The sisters are Nola (Courtney Patterson), who wears heavy makeup, swills moonshine and stays out late, and Nell (Rhyn McLemore Saver), who mostly stays homes, bites her nails and looks for surrogate children to dote on.
On matters of race, it is a house divided: Nell is a staunch, unapologetic racist who believes that everything is fine the way it is; Nola cringes at the “n” word. Meanwhile, Nola is carrying on with Tuck (Travis Smith), a fumbling police deputy who is more preoccupied with getting a German Shepherd to ride in the front seat of his car than controlling the looming crowds of protesters and arsonists.
As played by Smith, Tuck is an ineffectual Barney Fife type with a hilarious arsenal of facial expressions that convey social awkwardness disguised as swagger. In moments of stress, his eyes bulge and his nostrils quiver, to brilliant effect.
Into this comic world of bickering siblings and inept suitors comes Clifford (the young TV and film actor Elijah Marcano), a boy on a bike who lives next door and is troubled by the violence swallowing up the town. We learn Clifford, angelic, saintlike and finely played by Marcano, is, like Tuck, weighed down by tragedy and deeply misses his mother. All this makes him a convenient object for the affections of Nell, who has been abandoned by her husband.
While gunshots crackle and racist slurs are heard in the distance, Penny (Falashay Pearson), arrives, the color of her skin further upsetting the delicate equilibrium.
After the disappointing "Freed Spirits" at Horizon Theatre last fall, Fazio delivers an aching study of racism as it spills from the streets into interior lives of a scattershot family. Director Justin Anderson calibrates the action with a delicate touch, evoking a place that is infused with a sense of melancholy and impending disaster.
Jamie Bullins’ approximation of the family’s shanty is masterful, down to the dried-up weeds that grow out of the tumbling bricks supporting the porch. Kendra Johnson’s costumes are true to the period and the characters’ social status.
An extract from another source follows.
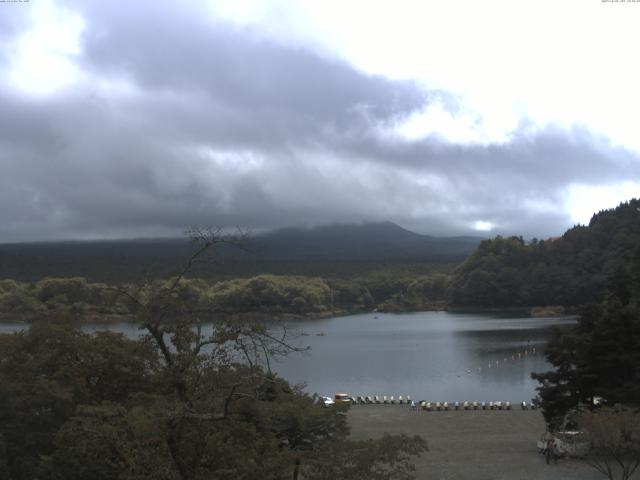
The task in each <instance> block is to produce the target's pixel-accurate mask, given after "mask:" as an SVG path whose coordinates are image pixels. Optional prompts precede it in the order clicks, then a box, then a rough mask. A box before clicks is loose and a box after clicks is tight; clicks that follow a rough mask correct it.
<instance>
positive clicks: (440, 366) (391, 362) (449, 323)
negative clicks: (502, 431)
mask: <svg viewBox="0 0 640 480" xmlns="http://www.w3.org/2000/svg"><path fill="white" fill-rule="evenodd" d="M574 322H575V319H573V318H567V317H562V318H514V317H498V316H495V315H477V314H452V313H446V312H422V313H411V314H401V315H397V314H362V315H353V316H348V317H341V318H329V319H324V320H314V321H305V322H300V323H296V324H292V325H291V327H293V328H297V329H298V330H300V331H303V332H305V333H306V334H307V335H306V336H302V337H300V338H299V342H300V343H302V344H307V345H309V346H310V347H311V350H310V351H309V353H307V354H303V355H295V356H291V357H288V358H285V359H284V360H282V361H281V362H279V363H276V364H275V365H274V370H276V371H277V372H279V373H280V374H281V375H282V376H284V377H285V378H287V379H289V380H290V381H292V382H294V383H297V382H305V383H306V385H307V390H308V391H309V392H318V393H320V394H323V395H333V394H334V393H335V392H347V393H349V394H352V395H380V396H382V395H394V396H396V397H397V396H398V395H403V396H406V395H411V397H412V398H413V399H415V400H420V399H426V400H430V401H449V402H452V401H456V400H457V401H460V402H463V401H465V400H469V401H474V400H475V401H478V402H479V401H483V400H484V401H491V400H500V401H510V402H512V403H514V402H521V401H522V400H527V401H529V400H530V399H531V398H532V397H534V396H535V395H536V390H535V389H536V387H537V382H535V381H534V380H532V379H531V372H543V371H547V370H549V369H551V368H552V367H551V365H549V364H548V363H547V362H546V361H545V358H544V355H543V350H544V346H545V344H546V342H547V340H548V339H549V338H550V335H551V333H552V327H553V326H555V325H566V324H571V323H574Z"/></svg>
In sum, this is a lovely play, nicely written and staged. Like William Inge, Fazio is quite good at drawing a scene that seems ordinary, then slowly revealing its crumbling foundation.
Still, there are a few too many family misfortunes lurking rather Faulkner like at the margins, and for a good bit of the second half I felt as if I were waiting for some confrontation that never happens, some seam that never rips.
For an examination of social upheaval, “Split in Three” feels remarkably placid. And yet, as a story that ultimately hints at redemption and healing, the working out of the complicated knots of family ties, that is an asset and a blessing.
Theater review
“Split in Three”
Grade: B
8 p.m. Tuesdays-Saturdays. 2:30 p.m. Saturdays and Sundays. $20-$55. 10 a.m. matinee May 24 $16-$26. Through May 26. Aurora Theatre. 128 East Pike St., Lawrenceville. 678-226-6222. auroratheatre.com, 678-226-6222.